Over the last two years of the coronavirus pandemic, property/casualty insurers have been rigorously put to the test in multiple ways. According to Insurance Information Institute CEO Sean Kevelighan, the industry has passed with flying colors.
Kevelighan, speaking during the III Joint Industry Forum on Dec. 2 in New York, argued that insurers dealt successfully with the pandemic, a surge in climate change-related natural catastrophes and innovation challenges all at the same time. (This was the first time III held a Joint Industry Forum in person in nearly two years.)
“Insurance has really proved itself as being a critical leader during disruption,” Kevelighan said.
He noted insurers gave back nearly $14 billion in auto premiums after pandemic lockdowns slowed driving substantially. The industry also committed over this period to nearly $300 million in charitable giving. What’s more, when the U.S. faced record unemployment at the pandemic’s early stages, the insurance industry both kept people employed and hired new staff.
“And we were doing all of this while innovating,” Kevelighan said. “We innovated as an industry for 10 years [worth] in one during COVID.”

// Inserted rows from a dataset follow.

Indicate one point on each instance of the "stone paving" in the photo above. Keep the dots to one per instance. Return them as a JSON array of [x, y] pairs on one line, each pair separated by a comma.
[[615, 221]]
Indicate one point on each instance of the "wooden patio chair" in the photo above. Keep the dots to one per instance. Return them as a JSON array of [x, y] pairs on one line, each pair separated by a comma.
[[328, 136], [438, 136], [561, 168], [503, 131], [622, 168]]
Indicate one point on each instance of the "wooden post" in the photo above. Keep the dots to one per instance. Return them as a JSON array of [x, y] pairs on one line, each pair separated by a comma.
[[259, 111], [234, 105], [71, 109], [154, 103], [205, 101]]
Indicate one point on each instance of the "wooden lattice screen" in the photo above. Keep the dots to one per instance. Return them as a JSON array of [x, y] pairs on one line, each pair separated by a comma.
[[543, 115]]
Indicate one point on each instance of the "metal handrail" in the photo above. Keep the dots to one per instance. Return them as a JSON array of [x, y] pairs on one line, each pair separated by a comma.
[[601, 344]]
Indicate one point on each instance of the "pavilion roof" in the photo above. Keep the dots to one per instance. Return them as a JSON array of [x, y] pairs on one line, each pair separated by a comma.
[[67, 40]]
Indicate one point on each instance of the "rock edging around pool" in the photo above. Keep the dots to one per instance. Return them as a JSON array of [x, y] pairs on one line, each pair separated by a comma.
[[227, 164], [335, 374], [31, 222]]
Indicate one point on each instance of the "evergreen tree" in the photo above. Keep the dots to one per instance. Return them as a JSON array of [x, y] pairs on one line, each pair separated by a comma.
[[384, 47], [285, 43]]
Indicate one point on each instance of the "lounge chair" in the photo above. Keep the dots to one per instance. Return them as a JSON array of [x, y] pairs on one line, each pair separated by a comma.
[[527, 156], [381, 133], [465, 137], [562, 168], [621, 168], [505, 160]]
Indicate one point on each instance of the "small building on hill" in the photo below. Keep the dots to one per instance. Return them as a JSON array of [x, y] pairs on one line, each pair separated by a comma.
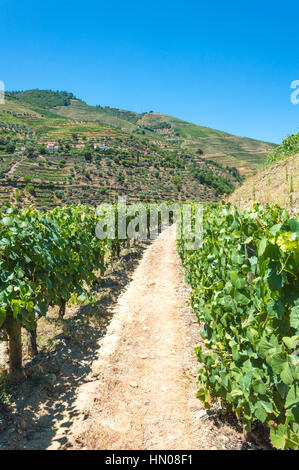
[[52, 146], [100, 147]]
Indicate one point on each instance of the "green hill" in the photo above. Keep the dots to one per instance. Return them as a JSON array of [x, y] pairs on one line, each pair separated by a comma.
[[150, 156]]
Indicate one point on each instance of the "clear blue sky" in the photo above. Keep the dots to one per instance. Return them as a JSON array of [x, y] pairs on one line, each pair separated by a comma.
[[226, 65]]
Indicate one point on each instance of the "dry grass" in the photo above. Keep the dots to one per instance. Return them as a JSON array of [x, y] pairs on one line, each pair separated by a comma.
[[278, 184]]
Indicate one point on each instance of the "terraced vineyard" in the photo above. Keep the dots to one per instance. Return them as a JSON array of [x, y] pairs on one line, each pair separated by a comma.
[[140, 166]]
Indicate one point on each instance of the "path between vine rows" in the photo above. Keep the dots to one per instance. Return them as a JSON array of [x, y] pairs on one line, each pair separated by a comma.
[[141, 391]]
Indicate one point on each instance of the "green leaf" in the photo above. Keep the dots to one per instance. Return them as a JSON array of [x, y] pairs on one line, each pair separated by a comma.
[[262, 246], [278, 436], [294, 317], [286, 375]]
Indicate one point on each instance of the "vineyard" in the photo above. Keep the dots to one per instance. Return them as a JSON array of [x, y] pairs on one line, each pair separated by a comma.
[[245, 293]]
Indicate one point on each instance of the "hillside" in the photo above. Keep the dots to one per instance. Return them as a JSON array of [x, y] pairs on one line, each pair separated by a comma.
[[240, 152], [72, 170], [278, 184]]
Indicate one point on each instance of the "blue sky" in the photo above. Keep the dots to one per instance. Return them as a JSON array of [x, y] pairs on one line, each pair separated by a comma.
[[226, 65]]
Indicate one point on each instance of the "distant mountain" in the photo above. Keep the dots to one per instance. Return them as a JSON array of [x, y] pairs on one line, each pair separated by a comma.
[[241, 152], [278, 184], [55, 149]]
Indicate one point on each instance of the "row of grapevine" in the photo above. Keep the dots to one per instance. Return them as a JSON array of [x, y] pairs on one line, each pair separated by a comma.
[[45, 259], [245, 292]]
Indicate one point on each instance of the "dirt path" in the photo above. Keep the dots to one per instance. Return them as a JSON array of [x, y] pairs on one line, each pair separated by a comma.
[[146, 394]]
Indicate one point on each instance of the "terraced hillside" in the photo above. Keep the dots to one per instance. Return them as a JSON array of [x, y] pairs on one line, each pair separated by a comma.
[[240, 152], [278, 184], [48, 159]]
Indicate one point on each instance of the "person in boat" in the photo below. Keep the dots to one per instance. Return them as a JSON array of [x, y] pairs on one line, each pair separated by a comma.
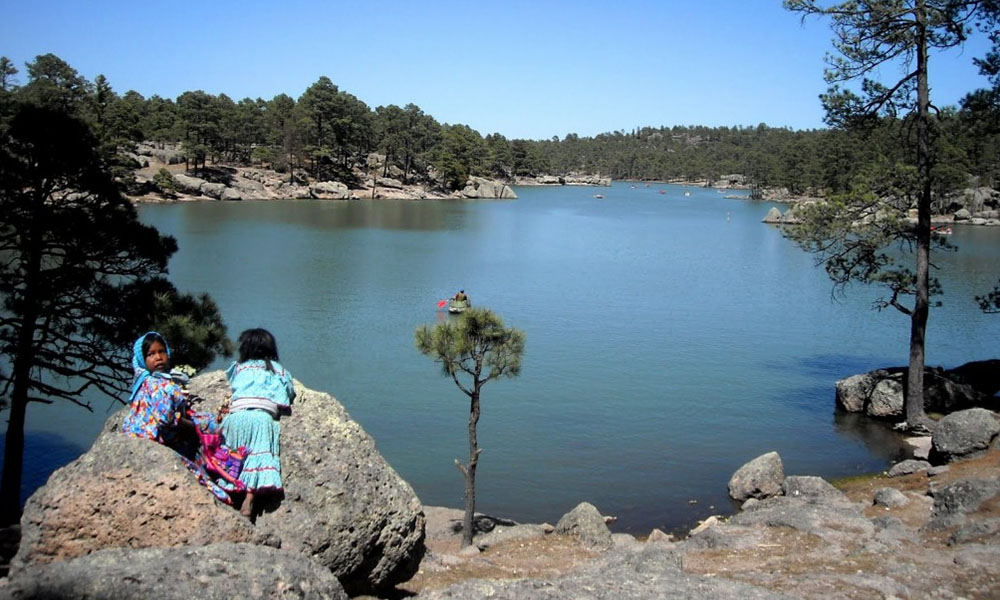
[[158, 410]]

All of this has led to “a new normal” for insurers, he explained, as they confront insurance loss costs up nearly 700 percent since the 1980s, with increasingly costly catastrophe events made worse by climate change. With this in mind, Kevelighan said that insurers are pushing to help communities understand that insurance isn’t just about protecting from risk, but managing it through adaptive behavior.
“We know how to lead for [customers]. We know how to manage risks for them,” Kevelighan said, “We need our customers, our communities and our public policy makers to fully understand that more needs to be done in terms of how we’re living.”
Kevelighan added that insurers have an important role to play, but “insurance is only going to be able to go so far” unless people can also change their behaviors and how they are living to mitigate risks.